The latest version of Apple’s Mac OS X operating system Leopard was updated yesterday, just three weeks after its launch. The update comes a day after Apple issued its eleventh and potentially final patch for Leopard’s predecessor, Tiger.
Among the fixes for Leopard is a patch for Time Machine, which was one of the system’s most notable and anticipated new features prior to its release.
Time Machine is an automatic back up tool that backs up everything on a machine. All settings and all types of files, folders and software updates can be recovered if a machine’s hard drive dies. Files also can be restored a la carte. The data, which can be backed up to another hard drive or server, is displayed as a 3D filing system, which can be automatically searched and clicked through.
However, some users reported problems with restoring files and formatting recovered files. Apple said the110MB update includes a patch that resolves formatting issues that occurred when used with single-partition MBR drives that were at least 512GB and with all variants of NTFS drives. Also, files would now be restored in the folders that they belong, Apple said.
Problems with Finder were also fixed, including the issue of data being erased for some users when they moved files across a network and if their connected was interruption.
A log-in issue after turning off FileVault for a user account has been resolved, Apple said.

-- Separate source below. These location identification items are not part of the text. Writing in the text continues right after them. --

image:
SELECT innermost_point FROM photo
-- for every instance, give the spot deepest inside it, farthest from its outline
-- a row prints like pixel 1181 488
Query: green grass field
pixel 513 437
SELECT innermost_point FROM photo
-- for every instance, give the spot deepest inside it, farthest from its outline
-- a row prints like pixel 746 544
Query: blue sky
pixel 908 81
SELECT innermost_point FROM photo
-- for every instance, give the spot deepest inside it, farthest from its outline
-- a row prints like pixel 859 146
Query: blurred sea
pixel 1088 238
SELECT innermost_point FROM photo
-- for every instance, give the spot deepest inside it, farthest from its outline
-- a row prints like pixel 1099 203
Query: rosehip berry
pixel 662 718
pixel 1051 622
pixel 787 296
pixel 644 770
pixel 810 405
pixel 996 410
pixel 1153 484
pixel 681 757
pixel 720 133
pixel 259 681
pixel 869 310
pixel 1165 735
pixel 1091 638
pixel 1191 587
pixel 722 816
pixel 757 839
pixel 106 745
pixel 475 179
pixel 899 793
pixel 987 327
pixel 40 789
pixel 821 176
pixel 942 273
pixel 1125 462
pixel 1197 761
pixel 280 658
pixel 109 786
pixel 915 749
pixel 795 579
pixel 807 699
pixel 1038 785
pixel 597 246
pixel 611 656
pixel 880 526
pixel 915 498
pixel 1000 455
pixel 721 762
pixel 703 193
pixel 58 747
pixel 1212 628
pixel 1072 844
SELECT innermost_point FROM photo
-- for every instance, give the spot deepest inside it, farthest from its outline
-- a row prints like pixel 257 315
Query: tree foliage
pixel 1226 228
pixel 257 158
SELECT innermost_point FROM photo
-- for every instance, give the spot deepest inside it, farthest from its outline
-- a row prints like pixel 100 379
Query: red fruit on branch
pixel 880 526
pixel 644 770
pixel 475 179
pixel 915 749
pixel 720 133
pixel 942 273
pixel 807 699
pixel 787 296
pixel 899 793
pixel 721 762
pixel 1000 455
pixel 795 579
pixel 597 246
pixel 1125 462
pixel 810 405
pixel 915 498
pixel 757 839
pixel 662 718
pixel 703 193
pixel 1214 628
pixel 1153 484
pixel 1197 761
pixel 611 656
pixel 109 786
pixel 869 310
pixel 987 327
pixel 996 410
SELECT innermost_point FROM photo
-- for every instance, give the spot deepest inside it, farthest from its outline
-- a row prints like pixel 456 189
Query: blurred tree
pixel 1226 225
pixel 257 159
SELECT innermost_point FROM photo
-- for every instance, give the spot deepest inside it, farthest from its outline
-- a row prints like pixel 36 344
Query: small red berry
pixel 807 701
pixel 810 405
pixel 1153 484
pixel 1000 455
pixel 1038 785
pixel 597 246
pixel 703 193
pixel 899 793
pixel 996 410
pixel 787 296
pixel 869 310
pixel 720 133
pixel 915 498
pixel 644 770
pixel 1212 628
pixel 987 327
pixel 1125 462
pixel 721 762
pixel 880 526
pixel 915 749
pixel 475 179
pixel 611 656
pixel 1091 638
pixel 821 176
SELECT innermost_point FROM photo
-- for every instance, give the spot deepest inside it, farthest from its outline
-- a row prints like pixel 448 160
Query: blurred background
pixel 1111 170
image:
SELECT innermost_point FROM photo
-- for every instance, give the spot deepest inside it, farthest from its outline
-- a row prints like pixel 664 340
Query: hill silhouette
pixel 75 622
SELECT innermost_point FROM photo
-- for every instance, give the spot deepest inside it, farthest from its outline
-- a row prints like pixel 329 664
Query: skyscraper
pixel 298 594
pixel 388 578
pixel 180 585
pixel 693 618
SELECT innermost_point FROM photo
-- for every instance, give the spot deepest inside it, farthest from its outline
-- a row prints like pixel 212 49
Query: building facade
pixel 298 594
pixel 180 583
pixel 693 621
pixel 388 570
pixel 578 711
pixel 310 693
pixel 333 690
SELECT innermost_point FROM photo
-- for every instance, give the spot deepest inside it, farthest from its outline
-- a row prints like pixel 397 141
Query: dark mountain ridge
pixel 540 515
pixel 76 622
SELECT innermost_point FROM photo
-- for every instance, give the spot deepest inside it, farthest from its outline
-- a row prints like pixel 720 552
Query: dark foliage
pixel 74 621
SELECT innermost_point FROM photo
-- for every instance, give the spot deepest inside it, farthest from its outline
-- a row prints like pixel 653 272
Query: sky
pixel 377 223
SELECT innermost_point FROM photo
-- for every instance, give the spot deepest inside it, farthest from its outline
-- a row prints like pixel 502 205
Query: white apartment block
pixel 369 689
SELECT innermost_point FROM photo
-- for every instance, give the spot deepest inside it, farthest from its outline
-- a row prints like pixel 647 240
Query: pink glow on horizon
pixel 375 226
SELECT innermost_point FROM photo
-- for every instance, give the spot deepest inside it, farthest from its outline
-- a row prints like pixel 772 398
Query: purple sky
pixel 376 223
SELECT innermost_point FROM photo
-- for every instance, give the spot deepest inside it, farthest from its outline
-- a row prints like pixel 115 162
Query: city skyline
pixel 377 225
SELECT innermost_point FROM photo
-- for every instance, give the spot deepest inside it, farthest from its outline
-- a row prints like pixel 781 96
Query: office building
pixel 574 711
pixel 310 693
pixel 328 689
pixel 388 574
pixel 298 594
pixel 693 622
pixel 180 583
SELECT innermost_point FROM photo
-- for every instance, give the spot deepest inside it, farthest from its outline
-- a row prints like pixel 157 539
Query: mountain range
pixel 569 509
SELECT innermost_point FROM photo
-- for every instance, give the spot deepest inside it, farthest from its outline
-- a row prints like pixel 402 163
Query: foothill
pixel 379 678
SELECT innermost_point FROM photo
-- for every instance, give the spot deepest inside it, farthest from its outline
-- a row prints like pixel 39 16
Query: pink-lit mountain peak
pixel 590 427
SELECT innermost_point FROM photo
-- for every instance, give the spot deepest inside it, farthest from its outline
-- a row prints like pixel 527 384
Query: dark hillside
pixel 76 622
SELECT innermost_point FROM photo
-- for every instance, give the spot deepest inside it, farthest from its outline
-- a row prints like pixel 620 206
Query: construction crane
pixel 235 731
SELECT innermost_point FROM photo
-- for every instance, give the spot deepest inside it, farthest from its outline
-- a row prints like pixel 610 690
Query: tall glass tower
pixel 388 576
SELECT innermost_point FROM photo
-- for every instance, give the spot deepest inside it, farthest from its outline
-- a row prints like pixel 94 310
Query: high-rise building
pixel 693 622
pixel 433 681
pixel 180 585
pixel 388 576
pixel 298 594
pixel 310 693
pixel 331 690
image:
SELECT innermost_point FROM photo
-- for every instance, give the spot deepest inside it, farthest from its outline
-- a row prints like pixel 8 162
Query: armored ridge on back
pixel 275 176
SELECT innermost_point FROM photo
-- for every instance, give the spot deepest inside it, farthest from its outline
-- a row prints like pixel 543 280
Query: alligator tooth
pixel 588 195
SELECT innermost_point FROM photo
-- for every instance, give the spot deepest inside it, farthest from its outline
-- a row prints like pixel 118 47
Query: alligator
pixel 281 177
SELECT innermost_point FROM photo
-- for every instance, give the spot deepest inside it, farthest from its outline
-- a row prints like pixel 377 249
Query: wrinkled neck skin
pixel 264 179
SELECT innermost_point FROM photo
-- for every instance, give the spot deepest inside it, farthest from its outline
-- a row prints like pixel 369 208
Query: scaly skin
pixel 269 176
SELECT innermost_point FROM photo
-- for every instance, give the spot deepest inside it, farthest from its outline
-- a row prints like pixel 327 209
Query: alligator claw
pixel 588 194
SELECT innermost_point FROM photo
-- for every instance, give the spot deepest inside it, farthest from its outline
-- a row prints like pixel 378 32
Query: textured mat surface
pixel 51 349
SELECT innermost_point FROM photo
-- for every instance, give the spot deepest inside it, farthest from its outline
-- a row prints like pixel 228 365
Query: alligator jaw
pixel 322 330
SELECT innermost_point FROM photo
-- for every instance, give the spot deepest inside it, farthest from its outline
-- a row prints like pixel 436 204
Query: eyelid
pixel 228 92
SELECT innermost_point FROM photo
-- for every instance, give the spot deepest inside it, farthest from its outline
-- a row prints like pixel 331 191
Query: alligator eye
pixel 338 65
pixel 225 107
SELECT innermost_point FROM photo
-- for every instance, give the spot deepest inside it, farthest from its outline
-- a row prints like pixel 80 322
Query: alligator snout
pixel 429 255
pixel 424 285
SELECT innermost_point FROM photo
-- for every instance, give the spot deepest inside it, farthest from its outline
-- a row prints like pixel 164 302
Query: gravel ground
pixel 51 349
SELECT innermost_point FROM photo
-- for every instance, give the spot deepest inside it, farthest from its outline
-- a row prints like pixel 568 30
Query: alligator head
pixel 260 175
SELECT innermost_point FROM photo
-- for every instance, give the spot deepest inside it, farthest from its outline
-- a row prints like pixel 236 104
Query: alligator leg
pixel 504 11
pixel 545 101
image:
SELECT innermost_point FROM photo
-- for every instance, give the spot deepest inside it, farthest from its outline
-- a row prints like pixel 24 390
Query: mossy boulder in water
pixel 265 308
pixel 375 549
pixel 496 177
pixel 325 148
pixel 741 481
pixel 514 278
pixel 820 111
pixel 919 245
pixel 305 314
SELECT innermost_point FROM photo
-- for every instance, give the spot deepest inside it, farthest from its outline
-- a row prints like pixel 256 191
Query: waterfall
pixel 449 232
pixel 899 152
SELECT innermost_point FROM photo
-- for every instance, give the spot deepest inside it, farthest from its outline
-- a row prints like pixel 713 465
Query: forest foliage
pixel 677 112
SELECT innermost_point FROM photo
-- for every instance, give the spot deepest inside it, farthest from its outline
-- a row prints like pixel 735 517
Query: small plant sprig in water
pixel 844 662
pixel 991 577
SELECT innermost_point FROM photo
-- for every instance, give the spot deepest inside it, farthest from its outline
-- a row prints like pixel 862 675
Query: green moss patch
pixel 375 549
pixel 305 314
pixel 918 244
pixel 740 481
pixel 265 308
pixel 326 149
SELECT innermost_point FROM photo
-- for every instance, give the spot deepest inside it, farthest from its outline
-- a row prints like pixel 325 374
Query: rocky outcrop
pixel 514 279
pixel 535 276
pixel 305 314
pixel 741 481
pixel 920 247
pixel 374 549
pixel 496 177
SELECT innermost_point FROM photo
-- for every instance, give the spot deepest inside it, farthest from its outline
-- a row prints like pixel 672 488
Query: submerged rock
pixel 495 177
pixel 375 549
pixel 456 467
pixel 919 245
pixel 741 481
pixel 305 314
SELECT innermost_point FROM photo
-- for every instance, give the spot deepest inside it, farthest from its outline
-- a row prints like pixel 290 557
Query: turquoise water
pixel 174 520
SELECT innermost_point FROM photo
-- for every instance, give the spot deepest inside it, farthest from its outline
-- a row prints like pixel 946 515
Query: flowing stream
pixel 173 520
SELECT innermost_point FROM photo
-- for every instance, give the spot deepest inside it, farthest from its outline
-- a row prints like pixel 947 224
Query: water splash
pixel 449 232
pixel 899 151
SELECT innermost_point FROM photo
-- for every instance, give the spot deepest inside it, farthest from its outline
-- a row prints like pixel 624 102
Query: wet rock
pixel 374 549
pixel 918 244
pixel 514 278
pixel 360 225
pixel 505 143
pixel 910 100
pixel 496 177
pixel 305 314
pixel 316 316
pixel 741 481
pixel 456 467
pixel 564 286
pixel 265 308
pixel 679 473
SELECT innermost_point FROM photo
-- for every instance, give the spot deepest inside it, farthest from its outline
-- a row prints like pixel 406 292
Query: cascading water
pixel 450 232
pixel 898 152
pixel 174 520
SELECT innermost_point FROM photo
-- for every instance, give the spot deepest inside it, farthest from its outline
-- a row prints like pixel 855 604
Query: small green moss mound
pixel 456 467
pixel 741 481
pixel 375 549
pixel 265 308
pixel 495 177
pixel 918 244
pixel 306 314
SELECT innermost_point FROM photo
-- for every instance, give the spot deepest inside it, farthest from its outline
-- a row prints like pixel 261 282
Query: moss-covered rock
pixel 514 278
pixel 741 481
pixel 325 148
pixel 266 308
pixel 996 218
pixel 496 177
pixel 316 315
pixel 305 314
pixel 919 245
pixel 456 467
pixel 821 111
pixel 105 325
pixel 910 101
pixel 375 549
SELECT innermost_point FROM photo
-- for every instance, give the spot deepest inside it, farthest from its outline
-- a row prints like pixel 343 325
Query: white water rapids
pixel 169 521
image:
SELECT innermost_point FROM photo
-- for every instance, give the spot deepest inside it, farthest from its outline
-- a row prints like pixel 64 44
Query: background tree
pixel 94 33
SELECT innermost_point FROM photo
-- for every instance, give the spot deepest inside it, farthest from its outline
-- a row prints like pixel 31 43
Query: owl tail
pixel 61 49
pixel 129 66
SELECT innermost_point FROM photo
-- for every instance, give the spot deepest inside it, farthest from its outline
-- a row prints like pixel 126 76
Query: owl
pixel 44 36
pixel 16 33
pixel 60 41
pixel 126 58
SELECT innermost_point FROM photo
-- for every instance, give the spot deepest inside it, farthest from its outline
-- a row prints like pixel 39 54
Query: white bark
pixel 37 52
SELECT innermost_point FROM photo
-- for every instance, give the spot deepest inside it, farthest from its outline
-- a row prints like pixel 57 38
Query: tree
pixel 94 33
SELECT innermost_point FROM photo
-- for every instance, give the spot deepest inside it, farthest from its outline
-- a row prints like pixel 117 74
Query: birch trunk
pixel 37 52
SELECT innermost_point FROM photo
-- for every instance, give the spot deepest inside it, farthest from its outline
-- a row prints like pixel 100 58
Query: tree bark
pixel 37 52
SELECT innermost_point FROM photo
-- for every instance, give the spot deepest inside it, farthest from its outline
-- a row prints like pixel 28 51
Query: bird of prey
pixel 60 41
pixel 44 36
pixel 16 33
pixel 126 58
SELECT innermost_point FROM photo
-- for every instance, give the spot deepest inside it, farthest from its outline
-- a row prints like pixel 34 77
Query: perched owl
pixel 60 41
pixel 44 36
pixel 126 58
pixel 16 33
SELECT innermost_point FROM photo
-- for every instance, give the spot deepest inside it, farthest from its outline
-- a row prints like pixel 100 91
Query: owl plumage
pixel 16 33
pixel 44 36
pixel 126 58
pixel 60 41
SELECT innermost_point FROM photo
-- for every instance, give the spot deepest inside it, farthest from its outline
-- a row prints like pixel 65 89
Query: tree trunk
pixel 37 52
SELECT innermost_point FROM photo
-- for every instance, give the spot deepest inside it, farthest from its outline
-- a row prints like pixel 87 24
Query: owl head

Compatibility with Adobe flash-based files used by .Mac Web Gallery and other applications has also been improved.
Apple also patched a code-signing issue within the Firewall so that, when they are included in the Application Firewall, third-party applications can now run.
Mail got some fixes too. Synch issues between Mail and .Mac accounts were resolved, as were problems with resizing columns in the message viewer. Attachments inside HTML links can now be opened from within Mail.
Problems with saved passwords for wireless networks was also fixed, as were issues with Microsoft Windows shared folders being read-only when connected via SMB.
Speculation on whether Apple would continue to patch Tiger has been rife among bloggers. For Tiger users who are not planning to upgrade to Leopard any time soon, this week’s Tiger gave one potential clue that Apple would continue to support the older OS: it included a new feature, Safari 3 for Tiger, which isn’t typical for a Mac OS X update.